O cenário ilustra outro dado trazido pelo diagnóstico, realizado após respostas de 1.090 pessoas ligadas ao futebol feminino no Brasil, entre atletas (base e adulto) e profissionais em cargos de liderança na modalidade. Nos últimos quatro anos, os programas financiados via secretarias ou diretorias relacionadas ao Ministério do Esporte (as chamadas “ações diretas”) tiveram 94.990 beneficiários, mas apenas 17.695 meninas ou mulheres, escancarando a predominância masculina.

“As políticas públicas são um meio pelo qual as meninas conseguem adentrar nos projetos. Mas apenas inseri-las em projetos não dá conta de desenvolver a modalidade. Tem que ter estratégias de permanência. Dentro disso, chamo atenção à necessidade de um ambiente seguro às meninas e mulheres no esporte com relação à assédio, violência e estupro”, alertou Silvana Goellner, professora da Universidade Federal de Pelotas (UFPel), pesquisadora e ativista do futebol de mulheres.

A sondagem é um passo inicial da Estratégia Nacional para o Futebol Feminino, encabeçada pelo Ministério do Esporte e cujo decreto foi assinado pelo presidente Luiz Inácio Lula da Silva no final de março. O intuito deste primeiro diagnóstico é nortear a criação de políticas e ações referentes à prática da modalidade, que chegou a ser proibida a mulheres no país entre 1941 e 1983.

O Taboão foi campeão da Copa do Brasil de futsal feminino no ano passado – Diego Alves/EC Taboão/Direitos Reservados

Futsal como opção

“Pela falta de oportunidade e de sistematicidade de campeonatos [de futebol], as mulheres tiveram, no futsal, a possibilidade de permanecer jogando bola.
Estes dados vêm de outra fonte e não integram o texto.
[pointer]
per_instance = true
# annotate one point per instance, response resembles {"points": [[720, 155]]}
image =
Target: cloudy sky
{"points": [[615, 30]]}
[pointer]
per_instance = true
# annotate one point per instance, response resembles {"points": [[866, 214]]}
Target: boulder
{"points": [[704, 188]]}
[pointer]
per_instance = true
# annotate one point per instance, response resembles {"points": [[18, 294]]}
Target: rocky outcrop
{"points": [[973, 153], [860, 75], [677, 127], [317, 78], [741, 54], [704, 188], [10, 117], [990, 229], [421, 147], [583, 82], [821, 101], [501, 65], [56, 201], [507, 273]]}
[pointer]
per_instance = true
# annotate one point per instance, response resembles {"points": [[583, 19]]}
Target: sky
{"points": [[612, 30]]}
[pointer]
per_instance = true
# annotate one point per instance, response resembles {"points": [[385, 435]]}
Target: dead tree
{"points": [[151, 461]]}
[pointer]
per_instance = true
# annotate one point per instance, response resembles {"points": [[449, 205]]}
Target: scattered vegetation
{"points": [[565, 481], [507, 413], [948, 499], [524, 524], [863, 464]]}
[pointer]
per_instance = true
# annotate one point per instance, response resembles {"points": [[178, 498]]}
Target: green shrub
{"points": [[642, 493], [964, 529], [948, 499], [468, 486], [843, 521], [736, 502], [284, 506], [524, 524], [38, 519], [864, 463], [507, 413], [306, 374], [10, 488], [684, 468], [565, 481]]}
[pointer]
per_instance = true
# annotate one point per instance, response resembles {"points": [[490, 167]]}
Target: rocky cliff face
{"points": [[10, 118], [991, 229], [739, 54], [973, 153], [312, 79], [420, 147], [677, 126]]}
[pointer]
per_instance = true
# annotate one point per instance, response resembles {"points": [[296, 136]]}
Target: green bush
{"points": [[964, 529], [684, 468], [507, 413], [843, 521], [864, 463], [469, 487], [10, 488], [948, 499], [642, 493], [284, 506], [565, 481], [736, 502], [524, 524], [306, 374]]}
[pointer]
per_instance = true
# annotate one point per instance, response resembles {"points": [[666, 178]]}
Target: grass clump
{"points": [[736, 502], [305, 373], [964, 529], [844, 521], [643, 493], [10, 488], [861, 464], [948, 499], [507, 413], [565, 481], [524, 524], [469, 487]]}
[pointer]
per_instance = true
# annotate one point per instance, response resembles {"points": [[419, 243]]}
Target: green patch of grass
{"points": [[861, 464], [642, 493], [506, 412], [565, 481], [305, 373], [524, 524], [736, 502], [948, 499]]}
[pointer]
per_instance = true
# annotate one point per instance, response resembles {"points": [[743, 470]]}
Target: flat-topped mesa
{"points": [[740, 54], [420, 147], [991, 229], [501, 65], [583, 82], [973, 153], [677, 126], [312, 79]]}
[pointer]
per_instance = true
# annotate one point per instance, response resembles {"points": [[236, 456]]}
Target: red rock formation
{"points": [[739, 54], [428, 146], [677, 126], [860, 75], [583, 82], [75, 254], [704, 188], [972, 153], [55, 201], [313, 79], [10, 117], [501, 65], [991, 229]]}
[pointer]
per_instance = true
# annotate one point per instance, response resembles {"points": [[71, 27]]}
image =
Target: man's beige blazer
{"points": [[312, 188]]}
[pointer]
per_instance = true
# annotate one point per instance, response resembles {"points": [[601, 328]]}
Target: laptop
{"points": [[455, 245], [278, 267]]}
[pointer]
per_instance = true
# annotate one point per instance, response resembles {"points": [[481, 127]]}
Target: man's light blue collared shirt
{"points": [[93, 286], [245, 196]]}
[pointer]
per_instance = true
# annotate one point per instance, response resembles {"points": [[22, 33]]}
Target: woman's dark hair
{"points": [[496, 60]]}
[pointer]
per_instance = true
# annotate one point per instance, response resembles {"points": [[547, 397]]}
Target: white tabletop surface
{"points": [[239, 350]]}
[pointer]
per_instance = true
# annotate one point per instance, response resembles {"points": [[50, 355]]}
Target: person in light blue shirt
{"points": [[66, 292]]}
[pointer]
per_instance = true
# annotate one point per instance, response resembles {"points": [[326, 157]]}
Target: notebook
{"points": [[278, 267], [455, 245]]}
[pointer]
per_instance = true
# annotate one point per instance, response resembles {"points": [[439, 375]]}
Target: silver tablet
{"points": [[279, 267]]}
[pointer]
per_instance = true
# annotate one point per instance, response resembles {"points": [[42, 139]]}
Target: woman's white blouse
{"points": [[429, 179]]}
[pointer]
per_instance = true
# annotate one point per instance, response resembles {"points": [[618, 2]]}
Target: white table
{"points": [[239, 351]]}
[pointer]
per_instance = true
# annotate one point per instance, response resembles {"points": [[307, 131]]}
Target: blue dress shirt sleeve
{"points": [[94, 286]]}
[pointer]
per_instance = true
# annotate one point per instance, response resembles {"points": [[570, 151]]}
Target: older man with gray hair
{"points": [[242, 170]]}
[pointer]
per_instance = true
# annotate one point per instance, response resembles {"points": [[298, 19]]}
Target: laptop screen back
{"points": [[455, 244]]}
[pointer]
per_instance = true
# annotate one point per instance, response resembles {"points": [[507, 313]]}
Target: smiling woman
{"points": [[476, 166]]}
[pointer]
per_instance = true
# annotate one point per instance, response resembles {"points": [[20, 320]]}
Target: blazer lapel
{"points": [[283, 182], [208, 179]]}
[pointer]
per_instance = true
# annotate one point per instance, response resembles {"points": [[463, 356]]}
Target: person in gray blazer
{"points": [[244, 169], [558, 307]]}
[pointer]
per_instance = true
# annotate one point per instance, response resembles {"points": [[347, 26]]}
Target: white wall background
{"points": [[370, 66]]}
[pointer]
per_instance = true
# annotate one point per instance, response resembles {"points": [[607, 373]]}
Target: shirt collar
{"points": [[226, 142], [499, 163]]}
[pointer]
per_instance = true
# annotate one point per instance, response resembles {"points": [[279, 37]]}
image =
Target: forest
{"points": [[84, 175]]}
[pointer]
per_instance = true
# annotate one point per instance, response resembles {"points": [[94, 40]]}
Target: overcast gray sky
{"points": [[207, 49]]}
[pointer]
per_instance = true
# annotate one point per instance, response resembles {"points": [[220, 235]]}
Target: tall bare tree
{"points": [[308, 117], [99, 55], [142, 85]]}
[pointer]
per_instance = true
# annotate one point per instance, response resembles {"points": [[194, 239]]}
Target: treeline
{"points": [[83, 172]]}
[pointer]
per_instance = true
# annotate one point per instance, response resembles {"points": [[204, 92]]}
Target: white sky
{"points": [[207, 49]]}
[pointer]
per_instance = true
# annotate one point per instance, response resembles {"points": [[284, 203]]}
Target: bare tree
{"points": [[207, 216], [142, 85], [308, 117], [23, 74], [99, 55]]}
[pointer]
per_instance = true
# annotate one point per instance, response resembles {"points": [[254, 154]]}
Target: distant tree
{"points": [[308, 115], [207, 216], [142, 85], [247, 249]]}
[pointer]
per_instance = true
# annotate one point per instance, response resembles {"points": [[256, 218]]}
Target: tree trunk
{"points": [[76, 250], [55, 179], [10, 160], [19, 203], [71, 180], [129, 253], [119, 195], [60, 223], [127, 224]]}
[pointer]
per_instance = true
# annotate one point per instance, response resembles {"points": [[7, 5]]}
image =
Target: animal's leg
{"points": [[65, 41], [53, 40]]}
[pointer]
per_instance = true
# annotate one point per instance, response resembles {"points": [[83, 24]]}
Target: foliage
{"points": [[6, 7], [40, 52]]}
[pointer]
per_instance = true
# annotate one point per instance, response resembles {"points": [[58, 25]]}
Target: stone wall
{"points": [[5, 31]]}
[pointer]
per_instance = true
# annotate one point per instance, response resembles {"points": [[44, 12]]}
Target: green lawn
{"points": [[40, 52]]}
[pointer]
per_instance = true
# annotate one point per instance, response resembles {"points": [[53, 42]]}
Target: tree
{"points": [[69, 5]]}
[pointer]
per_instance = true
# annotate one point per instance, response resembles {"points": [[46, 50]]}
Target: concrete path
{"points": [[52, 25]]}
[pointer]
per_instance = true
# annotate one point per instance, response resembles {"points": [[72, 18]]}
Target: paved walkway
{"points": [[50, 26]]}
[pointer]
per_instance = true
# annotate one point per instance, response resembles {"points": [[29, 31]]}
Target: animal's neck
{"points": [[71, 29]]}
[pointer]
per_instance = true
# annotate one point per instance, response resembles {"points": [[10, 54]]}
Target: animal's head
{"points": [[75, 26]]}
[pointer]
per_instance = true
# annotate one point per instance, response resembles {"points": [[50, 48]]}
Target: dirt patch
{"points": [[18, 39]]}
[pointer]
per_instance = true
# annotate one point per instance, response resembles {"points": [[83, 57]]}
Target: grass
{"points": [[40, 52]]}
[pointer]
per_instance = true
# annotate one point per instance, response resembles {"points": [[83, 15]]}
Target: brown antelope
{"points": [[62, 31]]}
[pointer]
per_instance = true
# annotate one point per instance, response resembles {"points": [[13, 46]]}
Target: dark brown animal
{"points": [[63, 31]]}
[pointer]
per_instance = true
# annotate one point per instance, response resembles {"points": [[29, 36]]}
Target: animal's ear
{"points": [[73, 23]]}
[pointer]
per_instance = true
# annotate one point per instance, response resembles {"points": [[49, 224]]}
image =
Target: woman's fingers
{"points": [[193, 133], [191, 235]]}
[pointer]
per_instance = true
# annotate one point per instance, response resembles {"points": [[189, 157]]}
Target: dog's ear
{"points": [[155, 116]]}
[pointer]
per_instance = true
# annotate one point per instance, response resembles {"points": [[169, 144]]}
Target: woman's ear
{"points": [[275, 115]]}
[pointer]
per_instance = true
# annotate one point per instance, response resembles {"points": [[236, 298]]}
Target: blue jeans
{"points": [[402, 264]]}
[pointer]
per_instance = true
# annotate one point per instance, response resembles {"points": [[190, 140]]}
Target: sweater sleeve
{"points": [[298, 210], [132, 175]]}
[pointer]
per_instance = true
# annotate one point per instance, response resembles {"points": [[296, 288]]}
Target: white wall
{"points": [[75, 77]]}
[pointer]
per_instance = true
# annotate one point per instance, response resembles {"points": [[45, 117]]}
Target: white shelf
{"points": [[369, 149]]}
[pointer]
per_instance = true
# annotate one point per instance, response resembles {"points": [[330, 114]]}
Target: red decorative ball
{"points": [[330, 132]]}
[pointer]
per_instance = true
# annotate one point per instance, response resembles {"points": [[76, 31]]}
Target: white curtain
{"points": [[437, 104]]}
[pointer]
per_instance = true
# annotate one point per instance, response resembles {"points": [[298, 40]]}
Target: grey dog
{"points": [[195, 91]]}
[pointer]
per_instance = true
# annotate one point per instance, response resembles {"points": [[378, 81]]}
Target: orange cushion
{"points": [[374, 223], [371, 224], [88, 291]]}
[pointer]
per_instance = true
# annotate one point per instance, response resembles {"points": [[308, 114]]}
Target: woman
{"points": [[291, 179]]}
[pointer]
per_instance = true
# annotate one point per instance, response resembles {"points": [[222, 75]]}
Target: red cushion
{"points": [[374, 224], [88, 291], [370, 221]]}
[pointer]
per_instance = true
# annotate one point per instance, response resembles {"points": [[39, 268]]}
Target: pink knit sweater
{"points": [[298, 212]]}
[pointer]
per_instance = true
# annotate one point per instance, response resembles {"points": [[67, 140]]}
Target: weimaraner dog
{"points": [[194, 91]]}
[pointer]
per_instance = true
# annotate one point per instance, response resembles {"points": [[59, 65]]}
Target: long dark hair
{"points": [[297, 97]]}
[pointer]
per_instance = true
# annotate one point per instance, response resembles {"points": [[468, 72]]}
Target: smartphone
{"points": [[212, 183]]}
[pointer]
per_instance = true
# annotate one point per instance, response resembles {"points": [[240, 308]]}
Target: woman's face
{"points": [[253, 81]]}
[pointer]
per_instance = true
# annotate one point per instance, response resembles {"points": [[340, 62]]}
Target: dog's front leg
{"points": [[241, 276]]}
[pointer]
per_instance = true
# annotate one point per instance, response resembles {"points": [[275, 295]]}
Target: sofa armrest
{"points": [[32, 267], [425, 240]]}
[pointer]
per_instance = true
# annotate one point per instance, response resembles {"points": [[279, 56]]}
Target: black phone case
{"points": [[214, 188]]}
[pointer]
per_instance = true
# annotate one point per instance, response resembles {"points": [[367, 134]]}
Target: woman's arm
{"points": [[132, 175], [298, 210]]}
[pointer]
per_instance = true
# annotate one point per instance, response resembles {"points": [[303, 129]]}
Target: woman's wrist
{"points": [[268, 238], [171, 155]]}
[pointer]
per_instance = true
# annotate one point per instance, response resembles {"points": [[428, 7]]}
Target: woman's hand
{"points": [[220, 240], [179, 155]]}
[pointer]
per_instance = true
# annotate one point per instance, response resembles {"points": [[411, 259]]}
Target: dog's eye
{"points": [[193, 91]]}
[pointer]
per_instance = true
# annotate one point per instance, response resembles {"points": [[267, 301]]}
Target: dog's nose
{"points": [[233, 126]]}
É uma outra possibilidade que, muitas vezes, é mais frequente pelo acesso às quadras, aos espaços, um menor número de pessoas [envolvidas] e maior facilidade para os campeonatos acontecerem, mesmo na informalidade”, explicou Silvana.

“Temos de olhar para os espaços público de esporte e lazer e ver quem os ocupa. Geralmente, são meninos e homens. As mulheres, muitas vezes, precisam negociar horário e acabam não ficando com os horários nobres. Isso é importante até para a gente pensar no futsal. É mais fácil se apropriar de uma quadra de futsal do que de um campo de futebol”, emendou a professora.

Talita, do Taboão, ressaltou que o salão não precisa ser um “trampolim” para o campo, pois a própria modalidade já traz uma possibilidade de carreira. Em 2022, os principais times do país criaram a Liga Feminina de Futsal (LFF), cuja segunda temporada está em curso – a equipe paulista, inclusive, lidera a competição. A Libertadores de futsal feminino é realizada desde 2013 (a exceção de 2020 e 2021, devido à pandemia de covid-19). O domínio é brasileiro, com oito títulos em oito edições.

“Hoje, a gente pode assistir ao futsal feminino na televisão. Temos uma liga, Copa do Brasil, Libertadores. Nosso futsal está mais abrangente, não é como antigamente, que você jogava o [Campeonato] Paulista e pronto. Claro que o campo enche mais os olhos, questão de salário, estrutura, mas hoje já temos meninas que querem o futsal para a vida delas”, finalizou a técnica.